Start a Conversation

Unsolved

Closed

M

2 Posts

355

July 26th, 2023 15:00

PS6000 won't initialize / failed disks

Hello everyone.  Earlier this week we had to move our PS6000 to a different site.  After turning the device back on, we can't get it to fully boot.  We're faced with the "CLI >" prompt versus the normal "MEMBERNAME >" prompt, and whenever we try to enter most commands, we see "The storage array is still initializing. Limited commands will be available until the initialization is complete.
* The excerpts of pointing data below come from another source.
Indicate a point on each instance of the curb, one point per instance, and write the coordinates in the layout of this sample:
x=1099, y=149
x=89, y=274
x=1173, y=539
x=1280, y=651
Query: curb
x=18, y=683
Please try again later.”  We can't get past this.

We ran "support exec raidtool" and got this output:

 

Driver Status: Ok

RAID LUN 0 Faulted Beyond Recovery.

 15 Drives (0,f,4,6,8,10,12,?,3,5,7,9,11,15,f)

 RAID 6 (64KB sectPerSU)

 Capacity 12,482,512,879,616 bytes

Available Drives List: 1

Unavailable Drives:

2 (history of failure)

13 (history of failure)

14 (history of failure)

 

Also on initial boot, we get the following errors:

 

SP:1690411046.92:cache_driver.cc:1072:INFO:28.2.39:Active control module cache set to write-back mode.

SP:1690411049.07:ses.c:2554:WARNING:28.3.85:  Power cooling module 1 is turned off or not receiving power.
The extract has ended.